This article explores how Asian companies can capture generative AI's potential value through organizational change, upskilling, and focusing on specific use cases.

Intelligence Desk3 min read

AI Snapshot

The TL;DR: what matters, fast.

Companies must learn from past transformations to build GenAI capabilities and drive innovation at scale.

Companies should identify where GenAI copilots can enhance priority programs and upskill their workforce.

Establish a centralized team and robust technology architecture to ensure responsible scaling and data quality for GenAI models.

Who should pay attention: Businesses | Technology leaders | AI developers

What changes next: Companies will focus on integrating gen AI into core operations and upskilling their workforce.

Companies must undergo organisational surgery to capture the value of generative AI (gen AI),Upskilling talent, forming centralised teams, and ensuring data quality are crucial for success,Focusing on specific use cases and responsible scaling will drive a competitive advantage.

Introduction: The Gen AI Reset

The time for a generative AI (gen AI) reset is upon us. As initial enthusiasm gives way to recalibration, companies must learn from past digital and AI transformations to build organisational and technological capabilities that drive innovation at scale.

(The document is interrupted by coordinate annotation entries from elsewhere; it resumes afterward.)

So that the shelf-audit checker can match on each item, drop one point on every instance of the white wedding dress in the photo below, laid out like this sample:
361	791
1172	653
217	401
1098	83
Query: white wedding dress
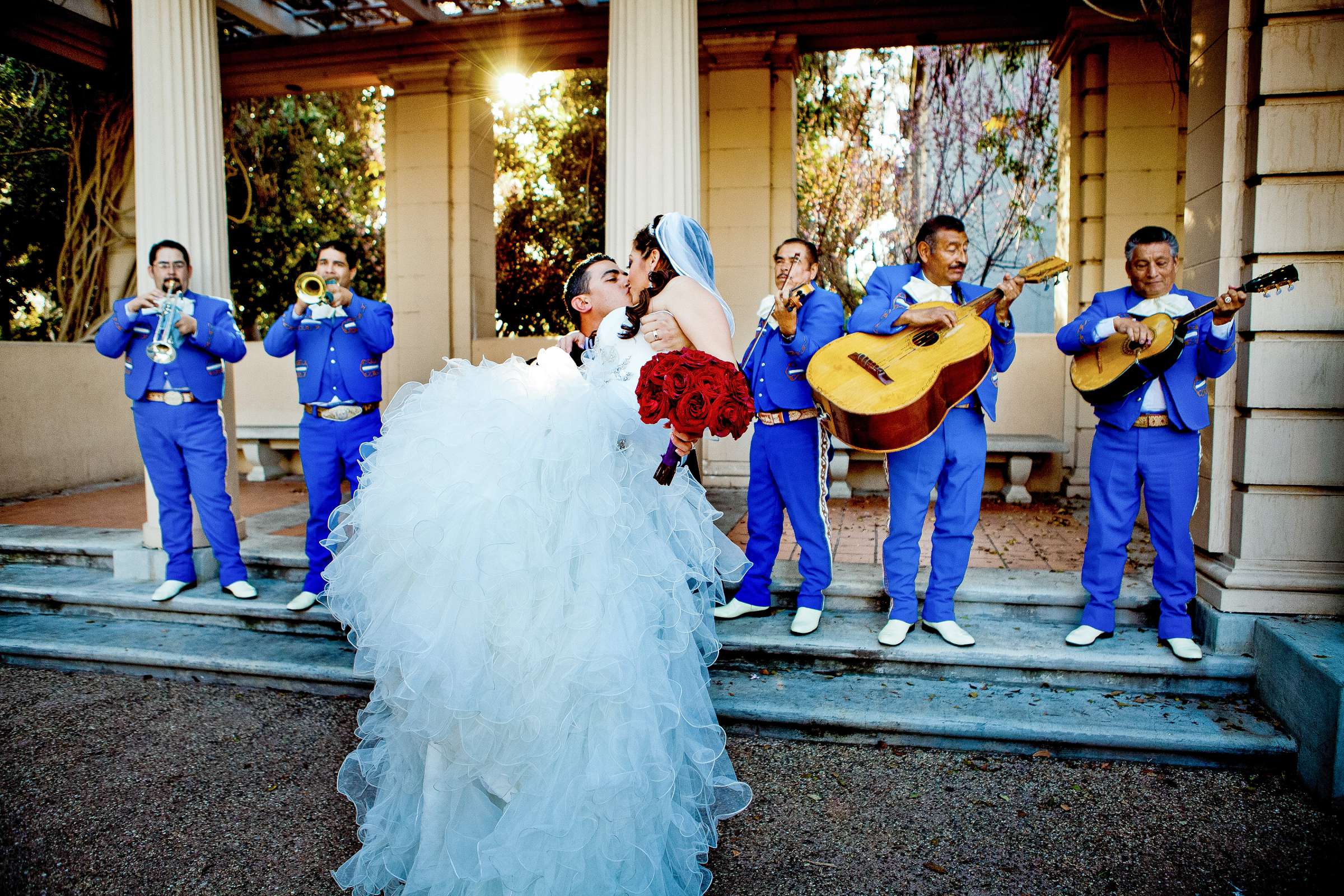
535	613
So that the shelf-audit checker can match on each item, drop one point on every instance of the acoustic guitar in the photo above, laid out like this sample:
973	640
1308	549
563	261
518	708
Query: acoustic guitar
889	393
1117	366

With 2024 poised to be the year gen AI proves its worth, firms should focus on rewiring their businesses for distributed innovation.

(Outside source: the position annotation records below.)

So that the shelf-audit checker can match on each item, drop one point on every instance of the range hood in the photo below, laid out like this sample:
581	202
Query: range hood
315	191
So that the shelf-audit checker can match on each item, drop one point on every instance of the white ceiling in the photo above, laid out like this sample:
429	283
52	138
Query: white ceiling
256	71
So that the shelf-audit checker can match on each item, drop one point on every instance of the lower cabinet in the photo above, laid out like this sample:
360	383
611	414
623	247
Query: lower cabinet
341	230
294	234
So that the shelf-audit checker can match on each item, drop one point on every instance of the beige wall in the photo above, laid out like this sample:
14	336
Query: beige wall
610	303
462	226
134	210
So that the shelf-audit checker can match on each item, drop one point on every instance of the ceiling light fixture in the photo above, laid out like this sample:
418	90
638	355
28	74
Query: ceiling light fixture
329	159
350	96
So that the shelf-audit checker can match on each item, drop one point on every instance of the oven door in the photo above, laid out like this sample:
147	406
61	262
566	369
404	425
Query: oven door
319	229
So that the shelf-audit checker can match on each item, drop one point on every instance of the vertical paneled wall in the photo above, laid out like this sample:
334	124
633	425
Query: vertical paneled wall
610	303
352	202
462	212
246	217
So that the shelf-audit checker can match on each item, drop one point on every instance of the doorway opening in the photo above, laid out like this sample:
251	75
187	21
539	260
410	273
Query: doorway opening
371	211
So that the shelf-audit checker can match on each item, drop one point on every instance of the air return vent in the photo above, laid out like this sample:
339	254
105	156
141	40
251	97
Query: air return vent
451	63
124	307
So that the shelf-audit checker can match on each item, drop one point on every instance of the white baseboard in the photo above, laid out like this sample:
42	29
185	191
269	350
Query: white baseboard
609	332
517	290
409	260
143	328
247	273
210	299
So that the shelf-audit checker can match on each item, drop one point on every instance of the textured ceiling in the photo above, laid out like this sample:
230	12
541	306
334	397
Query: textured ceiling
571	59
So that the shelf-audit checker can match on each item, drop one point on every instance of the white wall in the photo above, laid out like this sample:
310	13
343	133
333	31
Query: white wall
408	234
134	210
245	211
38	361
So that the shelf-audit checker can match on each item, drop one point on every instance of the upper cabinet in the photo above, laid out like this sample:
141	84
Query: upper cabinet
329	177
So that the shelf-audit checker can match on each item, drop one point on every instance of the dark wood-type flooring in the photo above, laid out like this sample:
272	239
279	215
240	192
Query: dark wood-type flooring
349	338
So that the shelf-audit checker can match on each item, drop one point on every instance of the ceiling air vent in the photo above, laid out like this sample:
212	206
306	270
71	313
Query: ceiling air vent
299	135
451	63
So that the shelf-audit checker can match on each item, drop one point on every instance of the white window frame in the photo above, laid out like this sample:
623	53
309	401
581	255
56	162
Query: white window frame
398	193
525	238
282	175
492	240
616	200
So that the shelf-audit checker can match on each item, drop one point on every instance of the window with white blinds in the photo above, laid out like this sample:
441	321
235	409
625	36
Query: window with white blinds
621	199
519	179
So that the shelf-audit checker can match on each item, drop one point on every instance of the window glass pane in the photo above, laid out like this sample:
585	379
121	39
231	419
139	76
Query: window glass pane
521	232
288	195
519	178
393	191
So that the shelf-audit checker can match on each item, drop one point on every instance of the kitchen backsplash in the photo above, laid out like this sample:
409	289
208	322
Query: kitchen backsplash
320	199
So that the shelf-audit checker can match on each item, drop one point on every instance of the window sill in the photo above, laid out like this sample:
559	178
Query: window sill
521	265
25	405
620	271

The Path to Success: Organisational Surgery and Scaling

Companies eager to achieve early wins with gen AI must act quickly, but recognise that the process requires significant organisational change. A Pacific region telecommunications company exemplifies this approach, hiring a chief data and AI officer to drive innovation and implementing cross-functional product teams to develop a gen AI tool for home servicing and maintenance.

In this article, we explore the capabilities necessary for implementing a successful gen AI program at scale, drawing from our experiences and lessons learned.

Finding Your Edge: Gen AI Copilots and Competitive Advantage

To gain a competitive edge, companies must identify where gen AI copilots can enhance their priority programs:

Understand the difference between being a "taker," "shaper," or "maker" of gen AI technology,Focus on productivity improvements as a "taker" while building "shaper" applications for competitive advantage,Target domains where copilot technology can have the most significant impact

Upskilling and Talent Acquisition: Gen AI-Specific Skills

Upskill your workforce with gen AI-specific skills, such as model fine-tuning and prompt engineering, and consider hiring experienced senior engineers to accelerate your efforts. Key practices for building capabilities include apprenticeship, training, and fostering communities of practitioners. For a deeper dive into the skills required, consider exploring what every worker needs to answer: What Is Your Non-Machine Premium?.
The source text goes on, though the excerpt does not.